I shut my eyes tight. Yeah, I’ve earned her hatred fair and square.

“No,” I admit. “I suppose it was a thousand times worse. I know full well that I’ve screwed up big time.”

But realizing my mistake doesn’t erase from my mind the look on Maika’s face when she hung up the phone in the crew mess hall. It doesn’t erase the tremor in her voice. Nor does it erase the exact moment she set the record straight with me.

“Damn it, I’ve stumbled over the same stone again.”

“Well, you have to admit that’s been a trait of yours your whole life.”

I give him a jab in the ribs.

“You’re not helping me one bit, seriously.”

We start walking along the cobblestones again. My lemon ice cream has decided to melt away, and a sticky, liquid trail runs down my finger. I wipe it off reluctantly with a crumpled paper napkin.

“I’ve spent the last few years seething and blaming her for what happened on our last contract together. Hating her for not standing up for me.”

Gonzalo listens to me without interrupting, matching his stride to mine.

“And now that I know what’s behind it all, I understand why she did it. She was terrified of being thrown out onto the street, of not having a penny for the nursing home, of letting down the only person she has left in this world. And now…”

“Now she feels exactly the same way: that you’ve stripped her of the right to make decisions about her own life,” Gonzalo concludes.

I nod silently. The gaping hole in my chest expands another foot.

“Yes. Exactly that.”

We slump onto a stone bench in the shade of some centuries-old trees, near the church square. Gonzalo tosses the empty ice cream cone into a trash can and shakes his hands.

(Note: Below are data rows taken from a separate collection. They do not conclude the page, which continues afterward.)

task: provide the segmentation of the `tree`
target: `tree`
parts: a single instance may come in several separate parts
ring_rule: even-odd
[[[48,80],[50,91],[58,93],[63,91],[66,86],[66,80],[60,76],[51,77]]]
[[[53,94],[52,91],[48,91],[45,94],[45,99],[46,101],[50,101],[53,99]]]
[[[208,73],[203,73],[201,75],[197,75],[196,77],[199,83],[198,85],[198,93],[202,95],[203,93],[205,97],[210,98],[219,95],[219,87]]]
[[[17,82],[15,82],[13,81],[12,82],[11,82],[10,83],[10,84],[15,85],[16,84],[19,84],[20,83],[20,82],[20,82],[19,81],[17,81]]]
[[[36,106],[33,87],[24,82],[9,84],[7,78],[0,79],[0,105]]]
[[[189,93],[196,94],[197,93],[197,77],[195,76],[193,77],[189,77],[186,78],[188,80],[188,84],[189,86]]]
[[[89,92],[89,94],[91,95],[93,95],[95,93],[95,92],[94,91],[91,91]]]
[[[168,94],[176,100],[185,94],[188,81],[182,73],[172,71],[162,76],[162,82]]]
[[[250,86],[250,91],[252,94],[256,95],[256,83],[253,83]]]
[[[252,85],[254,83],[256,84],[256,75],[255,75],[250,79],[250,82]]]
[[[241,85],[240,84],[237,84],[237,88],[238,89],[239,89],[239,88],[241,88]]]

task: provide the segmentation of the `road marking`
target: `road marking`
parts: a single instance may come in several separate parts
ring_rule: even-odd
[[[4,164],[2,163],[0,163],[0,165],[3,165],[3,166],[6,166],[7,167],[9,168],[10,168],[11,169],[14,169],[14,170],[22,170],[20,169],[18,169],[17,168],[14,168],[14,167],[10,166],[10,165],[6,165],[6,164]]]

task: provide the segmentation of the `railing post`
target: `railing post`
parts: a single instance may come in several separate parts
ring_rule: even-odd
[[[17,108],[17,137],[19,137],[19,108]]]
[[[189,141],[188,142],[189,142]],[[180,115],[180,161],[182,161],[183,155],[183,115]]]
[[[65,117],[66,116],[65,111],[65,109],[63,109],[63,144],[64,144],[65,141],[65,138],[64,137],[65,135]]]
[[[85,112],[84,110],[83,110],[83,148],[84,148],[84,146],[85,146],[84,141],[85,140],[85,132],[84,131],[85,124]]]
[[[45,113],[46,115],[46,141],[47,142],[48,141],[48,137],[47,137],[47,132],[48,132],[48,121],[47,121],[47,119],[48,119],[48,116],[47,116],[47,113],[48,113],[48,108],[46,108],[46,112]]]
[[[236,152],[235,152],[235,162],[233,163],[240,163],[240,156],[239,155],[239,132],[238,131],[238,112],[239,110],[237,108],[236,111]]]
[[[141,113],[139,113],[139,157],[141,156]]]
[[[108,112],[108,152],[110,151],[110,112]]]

“I’m in love with her,” I blurt out without further ado. “I love her madly, Gonzalo. Much more than I ever thought it was possible to love anyone.”

This time, thank goodness, my friend keeps his jokes to himself.

“I know.”

“I don’t even know when things got out of hand.”

“Well, I do,” he smiles sweetly. “It got out of hand the day she managed to make you laugh out loud when you were trying with all your might to hate her. Or maybe even before that. When she showed you that you could run an entertainment department in absolute chaos and still have the passengers adore her.”

I swallow, feeling the sun’s warmth on my arms.

“I’m scared, Gonzalo.”

“Of loving her?”

“Of caring more about her than my job on land, than my five-year plans, and than everything I had written down in my goal journal.”

Gonzalo stands very still beside me, looking at me from the side.

“And do you really care more about her?”

Now that I have the damn management contract in my hand.

Now that I have the office waiting for me.

Now that I have everything I ever dreamed of…

I know for sure that I’d give up the whole office and my future in exchange for Maika looking at me again with that playful twinkle in her eyes and calling me “officer.”

“Yes,” I reply, with absolute certainty. “She matters to me so much more. I don’t care about anything else if she’s not here.”

Gonzalo lets out a whistle, and I close my eyes.

“How ironic, right? Spending my life searching for solid ground only to discover that my only solid ground was a beautiful woman, with beautiful eyes and a killer walk.”

“There’s nothing ironic about it,” he says, giving me a playful shove. “And coming from you, who looked like a shipping company robot, it’s a historic scientific breakthrough.”

I let out a laugh.

“You’re an idiot.”

“But I’m right, as usual,” Gonzalo says, a smile playing on his lips.

I lean on his shoulder and sigh.

“The only thing I can tell you is that I’m absolutely certain Maika loves with all her heart, full throttle and no brakes. As soon as she gets over it, she’ll listen to you.”

“Since when have you become the love guru, if I may ask?”

“Ever since my favorite girls decided to turn a cruise into a romance novel.”

I smile despite the knot in my stomach.

“Well, I hope you’re right.”

“Be patient. She’ll forgive you. And when she does, you’ll be ten times better off than before. Because this time, you both know exactly how much it hurts to lose each other on the high seas.”

For the first time in five days, I see a glimmer of light at the end of the tunnel. Maika deserves for me to swim across the ocean if I have to in order to win her back. And I’m willing to give it my all.